EfficientViT-SAM

Property	Value
License	Apache 2.0
Paper	View Paper
Tags	Mask Generation, ONNX

What is efficientvit-sam?

EfficientViT-SAM is an innovative advancement in the Segment Anything Model (SAM) framework, designed to deliver high-performance segmentation without compromising accuracy. Developed by MIT-HAN-Lab, it offers multiple variants optimized for different use cases, from lightweight L0 to powerful XL1 models.

Implementation Details

The model comes in five variants (L0, L1, L2, XL0, XL1) supporting resolutions from 512x512 to 1024x1024. The smallest L0 variant contains 34.8M parameters while the largest XL1 variant scales up to 203.3M parameters. Performance metrics show impressive results, with the XL1 variant achieving 47.8 COCO mAP and 44.4 LVIS mAP.

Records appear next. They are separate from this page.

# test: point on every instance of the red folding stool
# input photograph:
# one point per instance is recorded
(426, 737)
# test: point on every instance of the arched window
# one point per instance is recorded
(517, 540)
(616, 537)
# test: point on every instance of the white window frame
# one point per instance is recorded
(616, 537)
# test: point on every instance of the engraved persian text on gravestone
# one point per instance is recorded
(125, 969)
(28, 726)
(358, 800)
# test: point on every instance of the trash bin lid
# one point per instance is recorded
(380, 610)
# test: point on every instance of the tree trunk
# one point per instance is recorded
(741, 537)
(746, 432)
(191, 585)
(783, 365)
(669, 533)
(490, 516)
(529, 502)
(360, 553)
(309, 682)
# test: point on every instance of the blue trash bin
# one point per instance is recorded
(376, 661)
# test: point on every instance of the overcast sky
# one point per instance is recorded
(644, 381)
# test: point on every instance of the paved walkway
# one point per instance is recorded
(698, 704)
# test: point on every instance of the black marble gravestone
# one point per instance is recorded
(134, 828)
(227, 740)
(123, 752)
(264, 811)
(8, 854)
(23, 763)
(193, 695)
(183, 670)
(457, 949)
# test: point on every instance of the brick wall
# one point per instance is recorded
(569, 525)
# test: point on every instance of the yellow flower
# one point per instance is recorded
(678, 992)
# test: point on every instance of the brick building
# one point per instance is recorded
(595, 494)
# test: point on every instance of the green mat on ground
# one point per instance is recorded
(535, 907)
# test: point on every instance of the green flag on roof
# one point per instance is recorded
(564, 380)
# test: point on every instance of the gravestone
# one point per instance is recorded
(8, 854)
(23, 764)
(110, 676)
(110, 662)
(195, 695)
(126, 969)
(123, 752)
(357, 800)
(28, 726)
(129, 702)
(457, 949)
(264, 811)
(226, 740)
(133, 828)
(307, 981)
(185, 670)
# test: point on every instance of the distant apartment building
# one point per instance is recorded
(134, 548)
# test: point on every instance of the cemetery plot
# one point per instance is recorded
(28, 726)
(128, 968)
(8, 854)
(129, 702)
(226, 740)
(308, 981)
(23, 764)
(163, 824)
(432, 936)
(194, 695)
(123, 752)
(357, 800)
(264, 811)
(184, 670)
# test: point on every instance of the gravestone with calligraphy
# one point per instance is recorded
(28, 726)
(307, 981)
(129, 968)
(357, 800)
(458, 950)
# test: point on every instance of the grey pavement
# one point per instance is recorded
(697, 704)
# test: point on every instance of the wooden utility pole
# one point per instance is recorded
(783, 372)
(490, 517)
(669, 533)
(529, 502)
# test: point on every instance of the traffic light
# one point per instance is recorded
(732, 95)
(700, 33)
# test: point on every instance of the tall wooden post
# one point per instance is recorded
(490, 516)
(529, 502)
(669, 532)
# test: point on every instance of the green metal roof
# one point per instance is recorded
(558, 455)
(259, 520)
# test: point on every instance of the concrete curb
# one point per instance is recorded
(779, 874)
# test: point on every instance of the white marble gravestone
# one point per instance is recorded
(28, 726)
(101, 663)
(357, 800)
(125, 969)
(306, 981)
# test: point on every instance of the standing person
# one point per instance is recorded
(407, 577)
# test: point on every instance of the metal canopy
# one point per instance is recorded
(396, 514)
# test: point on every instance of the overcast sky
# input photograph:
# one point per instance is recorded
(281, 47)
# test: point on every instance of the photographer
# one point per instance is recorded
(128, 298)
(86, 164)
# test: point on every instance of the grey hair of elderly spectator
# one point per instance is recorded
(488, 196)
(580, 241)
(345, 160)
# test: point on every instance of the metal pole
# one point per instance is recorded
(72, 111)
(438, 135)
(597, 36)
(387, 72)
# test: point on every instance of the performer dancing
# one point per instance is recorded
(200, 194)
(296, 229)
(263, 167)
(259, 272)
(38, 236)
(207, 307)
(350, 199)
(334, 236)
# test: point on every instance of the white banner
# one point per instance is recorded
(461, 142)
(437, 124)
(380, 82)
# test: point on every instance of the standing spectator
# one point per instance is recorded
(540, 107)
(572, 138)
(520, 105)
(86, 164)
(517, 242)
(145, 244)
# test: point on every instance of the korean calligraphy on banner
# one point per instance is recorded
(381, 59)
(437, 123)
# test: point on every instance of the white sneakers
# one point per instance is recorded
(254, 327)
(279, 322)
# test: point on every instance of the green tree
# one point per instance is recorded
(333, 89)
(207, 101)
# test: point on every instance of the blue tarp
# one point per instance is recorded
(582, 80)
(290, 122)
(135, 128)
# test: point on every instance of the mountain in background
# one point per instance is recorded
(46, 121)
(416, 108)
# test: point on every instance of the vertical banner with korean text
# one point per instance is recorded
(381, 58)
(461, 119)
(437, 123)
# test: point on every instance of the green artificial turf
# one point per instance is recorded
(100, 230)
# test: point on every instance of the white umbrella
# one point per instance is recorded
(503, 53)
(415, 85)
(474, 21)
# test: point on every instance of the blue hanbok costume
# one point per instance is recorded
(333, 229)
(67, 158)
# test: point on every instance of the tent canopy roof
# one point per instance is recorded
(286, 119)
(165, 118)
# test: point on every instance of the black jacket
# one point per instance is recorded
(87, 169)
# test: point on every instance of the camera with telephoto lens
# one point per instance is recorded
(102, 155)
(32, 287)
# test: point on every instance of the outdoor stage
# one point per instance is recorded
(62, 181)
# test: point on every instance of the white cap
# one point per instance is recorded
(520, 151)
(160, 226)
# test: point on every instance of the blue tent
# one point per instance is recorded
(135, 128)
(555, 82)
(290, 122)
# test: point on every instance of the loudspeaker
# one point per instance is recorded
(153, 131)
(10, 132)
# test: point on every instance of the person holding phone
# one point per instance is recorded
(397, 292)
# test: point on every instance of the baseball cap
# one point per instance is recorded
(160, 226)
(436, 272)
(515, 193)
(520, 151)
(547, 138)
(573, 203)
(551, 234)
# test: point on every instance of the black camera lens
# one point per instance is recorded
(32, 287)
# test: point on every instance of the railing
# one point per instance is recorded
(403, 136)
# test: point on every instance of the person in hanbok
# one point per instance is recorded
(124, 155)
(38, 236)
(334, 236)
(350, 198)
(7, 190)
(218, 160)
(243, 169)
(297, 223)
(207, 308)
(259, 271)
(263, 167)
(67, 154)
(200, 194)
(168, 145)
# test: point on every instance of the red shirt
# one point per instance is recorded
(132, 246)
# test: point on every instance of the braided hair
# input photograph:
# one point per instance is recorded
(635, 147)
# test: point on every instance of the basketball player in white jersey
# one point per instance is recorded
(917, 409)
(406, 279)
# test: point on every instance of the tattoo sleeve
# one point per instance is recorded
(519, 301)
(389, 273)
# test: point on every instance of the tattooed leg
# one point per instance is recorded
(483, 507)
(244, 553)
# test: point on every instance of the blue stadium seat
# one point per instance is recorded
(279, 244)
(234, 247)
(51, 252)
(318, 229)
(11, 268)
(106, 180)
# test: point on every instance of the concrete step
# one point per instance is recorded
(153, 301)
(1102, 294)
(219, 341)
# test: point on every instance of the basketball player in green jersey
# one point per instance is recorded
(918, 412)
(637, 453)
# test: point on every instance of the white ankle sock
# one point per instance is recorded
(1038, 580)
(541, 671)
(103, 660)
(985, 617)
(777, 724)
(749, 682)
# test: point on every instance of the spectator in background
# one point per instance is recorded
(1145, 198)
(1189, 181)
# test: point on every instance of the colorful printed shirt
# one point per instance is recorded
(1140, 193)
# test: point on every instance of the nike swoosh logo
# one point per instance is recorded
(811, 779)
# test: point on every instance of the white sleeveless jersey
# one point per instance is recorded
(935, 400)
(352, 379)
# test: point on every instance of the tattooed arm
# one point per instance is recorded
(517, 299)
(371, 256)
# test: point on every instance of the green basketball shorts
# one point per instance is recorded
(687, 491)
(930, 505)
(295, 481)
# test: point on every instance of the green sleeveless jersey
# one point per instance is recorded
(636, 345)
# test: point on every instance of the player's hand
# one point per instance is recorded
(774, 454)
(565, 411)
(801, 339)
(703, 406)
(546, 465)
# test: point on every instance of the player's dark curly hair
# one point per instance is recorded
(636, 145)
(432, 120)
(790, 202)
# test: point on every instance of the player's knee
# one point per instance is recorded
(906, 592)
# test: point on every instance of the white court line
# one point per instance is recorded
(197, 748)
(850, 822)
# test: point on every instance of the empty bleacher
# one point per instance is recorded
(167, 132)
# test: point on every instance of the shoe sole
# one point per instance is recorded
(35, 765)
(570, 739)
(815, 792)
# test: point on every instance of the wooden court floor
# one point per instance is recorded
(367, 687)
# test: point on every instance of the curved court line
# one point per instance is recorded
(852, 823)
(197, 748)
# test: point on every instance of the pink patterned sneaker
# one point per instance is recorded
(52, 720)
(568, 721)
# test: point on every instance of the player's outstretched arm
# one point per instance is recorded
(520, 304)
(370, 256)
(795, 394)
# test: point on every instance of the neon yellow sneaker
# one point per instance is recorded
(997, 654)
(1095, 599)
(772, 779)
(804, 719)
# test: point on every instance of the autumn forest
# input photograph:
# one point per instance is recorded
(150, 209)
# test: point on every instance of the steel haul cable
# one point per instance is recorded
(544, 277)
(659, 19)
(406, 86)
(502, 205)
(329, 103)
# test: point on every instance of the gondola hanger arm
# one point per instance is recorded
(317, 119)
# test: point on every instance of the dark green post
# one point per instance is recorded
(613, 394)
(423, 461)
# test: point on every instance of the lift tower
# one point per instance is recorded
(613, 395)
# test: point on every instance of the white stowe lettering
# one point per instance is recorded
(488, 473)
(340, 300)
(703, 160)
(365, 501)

Optimized for NVIDIA platforms including Jetson AGX Orin and A100 GPU
TensorRT implementation with fp16 support
Efficient architecture delivering high throughput (up to 762 images/s for L0)

Core Capabilities

Fast inference times (8.2ms to 37.2ms on Jetson Orin)
Automatic mask generation
Flexible deployment options with ONNX support
Scalable architecture for different performance requirements

Frequently Asked Questions

Q: What makes this model unique?

EfficientViT-SAM stands out for its optimized architecture that maintains high accuracy while significantly reducing inference time. It's particularly notable for achieving state-of-the-art performance on both COCO and LVIS benchmarks while offering various model sizes for different deployment scenarios.

Q: What are the recommended use cases?

The model is ideal for real-time segmentation tasks, particularly in scenarios requiring high throughput or operating under resource constraints. The L0-L2 variants are suitable for edge devices and applications requiring 512x512 resolution, while XL0-XL1 variants are better for higher-resolution (1024x1024) applications requiring maximum accuracy.